Désiré è stato sepolto in una fossa comune a Plaine Savo. A distanza di quasi un anno, Richard si trova ancora sconsolato a vagare per i sentieri che percorreva suo figlio, nella disperata speranza di rivederlo. “Mio figlio ha compiuto l’estremo sacrificio. È morto per avvertire gli altri del pericolo”, dice il 58enne. “Era il mio figlio maggiore. Si prendeva cura di me quando ero malato. Era molto presente nella mia vita”.
Richard è sfollato e vive a Plaine Savo dall’agosto 2019, quando è stato creato l’insediamento. Non ha mai pensato che i gruppi armati avrebbero osato attaccare il campo. “Non c’è nulla che possa attirarli qui. Non abbiamo nulla, solo rifugi”.

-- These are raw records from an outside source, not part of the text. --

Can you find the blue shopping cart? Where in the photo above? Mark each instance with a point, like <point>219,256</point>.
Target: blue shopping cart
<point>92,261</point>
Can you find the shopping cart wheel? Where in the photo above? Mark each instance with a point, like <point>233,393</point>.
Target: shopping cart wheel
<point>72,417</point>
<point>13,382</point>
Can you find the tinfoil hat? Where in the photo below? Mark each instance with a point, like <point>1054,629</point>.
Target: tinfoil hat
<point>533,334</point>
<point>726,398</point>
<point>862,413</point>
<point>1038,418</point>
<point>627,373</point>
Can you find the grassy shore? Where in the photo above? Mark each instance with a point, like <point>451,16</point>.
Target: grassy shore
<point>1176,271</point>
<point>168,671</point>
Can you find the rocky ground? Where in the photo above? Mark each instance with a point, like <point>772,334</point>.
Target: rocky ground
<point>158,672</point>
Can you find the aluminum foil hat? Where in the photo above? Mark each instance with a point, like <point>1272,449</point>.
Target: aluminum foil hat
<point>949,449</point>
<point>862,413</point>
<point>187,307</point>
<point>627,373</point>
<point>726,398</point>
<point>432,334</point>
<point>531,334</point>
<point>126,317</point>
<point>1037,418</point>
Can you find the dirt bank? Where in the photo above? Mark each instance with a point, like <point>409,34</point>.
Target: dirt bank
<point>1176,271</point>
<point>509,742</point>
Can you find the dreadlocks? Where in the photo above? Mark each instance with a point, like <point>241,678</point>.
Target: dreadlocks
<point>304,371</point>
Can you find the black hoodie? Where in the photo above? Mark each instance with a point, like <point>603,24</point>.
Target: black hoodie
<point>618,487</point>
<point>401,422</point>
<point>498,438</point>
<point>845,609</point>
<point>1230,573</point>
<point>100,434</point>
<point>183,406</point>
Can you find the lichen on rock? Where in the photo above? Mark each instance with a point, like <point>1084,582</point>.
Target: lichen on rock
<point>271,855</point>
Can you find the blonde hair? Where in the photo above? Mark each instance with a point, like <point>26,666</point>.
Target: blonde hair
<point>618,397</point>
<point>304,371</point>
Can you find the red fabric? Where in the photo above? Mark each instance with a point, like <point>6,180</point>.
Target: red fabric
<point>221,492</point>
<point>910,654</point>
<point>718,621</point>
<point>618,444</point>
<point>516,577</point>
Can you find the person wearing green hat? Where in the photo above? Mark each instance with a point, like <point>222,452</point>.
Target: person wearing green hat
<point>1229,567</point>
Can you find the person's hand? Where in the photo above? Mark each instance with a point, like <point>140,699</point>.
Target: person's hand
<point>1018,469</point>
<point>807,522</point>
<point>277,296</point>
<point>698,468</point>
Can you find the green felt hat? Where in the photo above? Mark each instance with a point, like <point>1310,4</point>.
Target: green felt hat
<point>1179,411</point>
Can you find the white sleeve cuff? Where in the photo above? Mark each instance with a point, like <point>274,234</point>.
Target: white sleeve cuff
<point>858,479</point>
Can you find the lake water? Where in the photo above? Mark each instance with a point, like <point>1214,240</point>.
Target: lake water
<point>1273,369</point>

La vita era già dura per gli sfollati che vivono a Plaine Savo, dove la maggior parte ha cibo sufficiente per un solo pasto al giorno. Ora non si sentono più al sicuro e circa 1.500 residenti del campo, soprattutto donne e bambini, camminano ogni sera fino alla vicina città di Bulé, a tre chilometri di distanza, per passare la notte presso famiglie ospitanti o sui freddi pavimenti di scuole e chiese. Tornano poi a Plaine Savo il mattino seguente. Dopo l’attacco, gli adulti vivono nella paura e i bambini soffrono di incubi. Poveri, affamati e spaventati, ogni giorno è una lotta per la sopravvivenza.
Ma ciò che gli sfollati desiderano più di tutto è la sicurezza: poter vivere in pace e forse un giorno tornare alle case e alle vite che sono stati costretti a lasciare.
A quasi un anno dall’attacco al suo villaggio, Madeleine si sta lentamente riprendendo. Ha subito un altro intervento chirurgico al braccio sinistro e il suo bambino, di nome Bahati, è sano e non ha subito danni dalla violenza che lo circonda.
Madeleine sta ancora elaborando ciò che ha subito.
“Un giorno gli racconterò le circostanze della sua nascita”, dice di Bahati. “Ma per il momento, lui è il mio raggio di speranza”.